Attorney Should Not Be Penalized for Civil Rights Plaintiff’s Choice To Go To Trial.

     As reported at Law Blog on October 12, 2012, the First Circuit Court of Appeals has issued an interesting civil rights fee decision in Diaz v. Jiten Hotel Mgt., Inc., Case No. 11-2400 (1st Cir. Oct. 12, 2012).

     Diaz involved a housekeeper plaintiff suing defendant hotel employee for age discrimination, civil rights, and defamation, among other things, Two claims, the federal and state age counts, proceeded to trial, with plaintiff eventually winning $7,650 on the state law claim. Diaz’s attorney then sought a fee recovery of $139,622. The district judge decided that the proper lodestar was only a third ($44,766), given that only 2 of 6 claims went to trial, a proportionate reduction that the appeals court found was proper. However, the district judge also reduced fees more — down to $25,000 — after learning that hotel offered, but plaintiff rejected, a $75,000 pretrial settlement offer.

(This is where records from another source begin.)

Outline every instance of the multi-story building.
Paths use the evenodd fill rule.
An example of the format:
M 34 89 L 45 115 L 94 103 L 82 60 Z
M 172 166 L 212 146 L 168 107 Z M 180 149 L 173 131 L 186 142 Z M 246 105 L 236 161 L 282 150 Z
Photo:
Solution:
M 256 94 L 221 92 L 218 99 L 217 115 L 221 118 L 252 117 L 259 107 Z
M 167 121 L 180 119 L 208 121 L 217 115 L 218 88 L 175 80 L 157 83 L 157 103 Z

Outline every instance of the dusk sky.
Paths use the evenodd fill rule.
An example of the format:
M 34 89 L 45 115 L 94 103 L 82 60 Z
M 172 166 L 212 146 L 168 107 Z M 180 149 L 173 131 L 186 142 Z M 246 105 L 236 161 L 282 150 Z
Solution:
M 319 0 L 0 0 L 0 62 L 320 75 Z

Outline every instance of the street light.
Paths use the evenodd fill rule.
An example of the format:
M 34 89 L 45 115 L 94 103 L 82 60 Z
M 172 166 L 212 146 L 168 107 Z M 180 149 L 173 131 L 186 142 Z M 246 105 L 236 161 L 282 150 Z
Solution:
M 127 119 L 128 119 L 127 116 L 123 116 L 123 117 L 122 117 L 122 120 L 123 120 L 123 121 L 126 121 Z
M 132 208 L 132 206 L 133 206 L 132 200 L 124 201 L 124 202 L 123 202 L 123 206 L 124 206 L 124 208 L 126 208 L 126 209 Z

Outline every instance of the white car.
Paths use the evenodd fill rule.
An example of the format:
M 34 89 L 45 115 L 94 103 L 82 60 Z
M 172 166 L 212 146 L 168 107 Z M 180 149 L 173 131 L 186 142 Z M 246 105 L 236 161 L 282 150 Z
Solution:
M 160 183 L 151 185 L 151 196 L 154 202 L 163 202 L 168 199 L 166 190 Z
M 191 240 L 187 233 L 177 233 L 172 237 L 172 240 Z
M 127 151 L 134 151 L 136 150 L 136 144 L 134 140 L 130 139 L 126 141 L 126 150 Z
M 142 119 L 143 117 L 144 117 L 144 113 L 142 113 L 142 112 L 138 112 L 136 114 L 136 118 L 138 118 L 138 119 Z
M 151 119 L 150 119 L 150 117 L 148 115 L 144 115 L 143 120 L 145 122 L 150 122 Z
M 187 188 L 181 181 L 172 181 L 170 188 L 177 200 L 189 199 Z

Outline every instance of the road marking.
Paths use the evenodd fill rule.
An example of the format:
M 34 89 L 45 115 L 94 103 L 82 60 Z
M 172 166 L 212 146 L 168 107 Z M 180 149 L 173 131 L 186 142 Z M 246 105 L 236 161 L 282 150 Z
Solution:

     On appeal, the First Circuit reversed and remanded the fee award for restudy. It found that the district judge improperly focused upon the rejection of the settlement as a basis for reducing the award. A civil rights lawyer should be not be forced to throttle a client into a settlement, given the settlement decision lies with the client and it would be unfair to punish the attorney for a “hindsight” wrong decision. Also, hotel defendant did not use the settlement fee/costs shifting offer of judgment procedure under FRCP 68, such that “it cannot use its informal offer as a sword.”

     The appeals court further decided that plaintiff was not entitled to prejudgment interest on the fee award (because it was not part of the original compensatory judgment), but was entitled to postjudgment interest on any fees award eventually awarded.